11 Dec, 2017
Most holiday traditions started as something meaningful to only a handful of people. For instance, the first department store Santa Claus is believed to have been James Edgar, who owned Edgar’s Department Store in Brockton, Mass. Edgar donned the familiar red-and-white ensemble to entertain children while their parents shopped during the pre-Christmas season.
It wasn’t until years later that Santa became a fixture in Macy’s.
This is just one example of many holiday traditions that started as trends. Caroling is another. Long banned in England for being too reminiscent of pagan ritual, caroling made a comeback in the mid-1800s when Germany’s Prince Albert married England’s Queen Victoria. Albert brought with him the German traditions of holiday trees and caroling, both of which were initially viewed as fads or trends.
Holiday traditions and rituals often start the same way among small groups of family and friends.
However, traditions are often a reflection of far more than what a given group of people finds touching or entertaining. They tend to be indicative of a group’s collective values and beliefs. This is why some traditions eventually die out in a particular family. At some point, enough members of the group realize a specific tradition no longer “feels right” or offers any comfort or emotional nourishment.
This marks a good time to usher in new traditions. In some cases, these develop naturally. In others, a family is best served talking about what holiday rituals they would like to begin observing. To facilitate this type of discussion, gather your family and talk about the traditions that are meaningful to you and those that are not, or which contradict your values and beliefs.
In some cases, modifying an existing tradition might be the perfect step. For example, your family can tap into the legend of animals speaking each year on Christmas Eve by placing peanut butter and birdseed in the backyard to attract birds and wildlife that day and point out the different species that respond to your children. You can use this exercise to honor the Christian and pagan aspects of the holiday as well as to teach your children about nature.
Another way to combine holiday tradition with your own values is to read one Christmas story to your children each of the 12 days of Christmas. If they are old enough, take turns, having them read portions of each passage as well. This instills a love of reading in your children while celebrating the season.

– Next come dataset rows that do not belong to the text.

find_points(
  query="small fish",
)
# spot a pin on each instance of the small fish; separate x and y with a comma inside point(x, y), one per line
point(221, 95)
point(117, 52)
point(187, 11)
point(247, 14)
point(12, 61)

Teach your children to give by enrolling them in assembling and shipping a holiday gift box to a distant relative, friend, someone serving in the military or even Peace Corps. You can also involve them in creativity by encouraging them to contribute homemade items, such as greeting cards and ornaments, in the package.
As you observe your own family holiday traditions, consider which ones strike a chord with your loved ones and which seem to fall flat. There is no shame in discontinuing a tradition that no longer serves you. In fact, it makes room for those that do.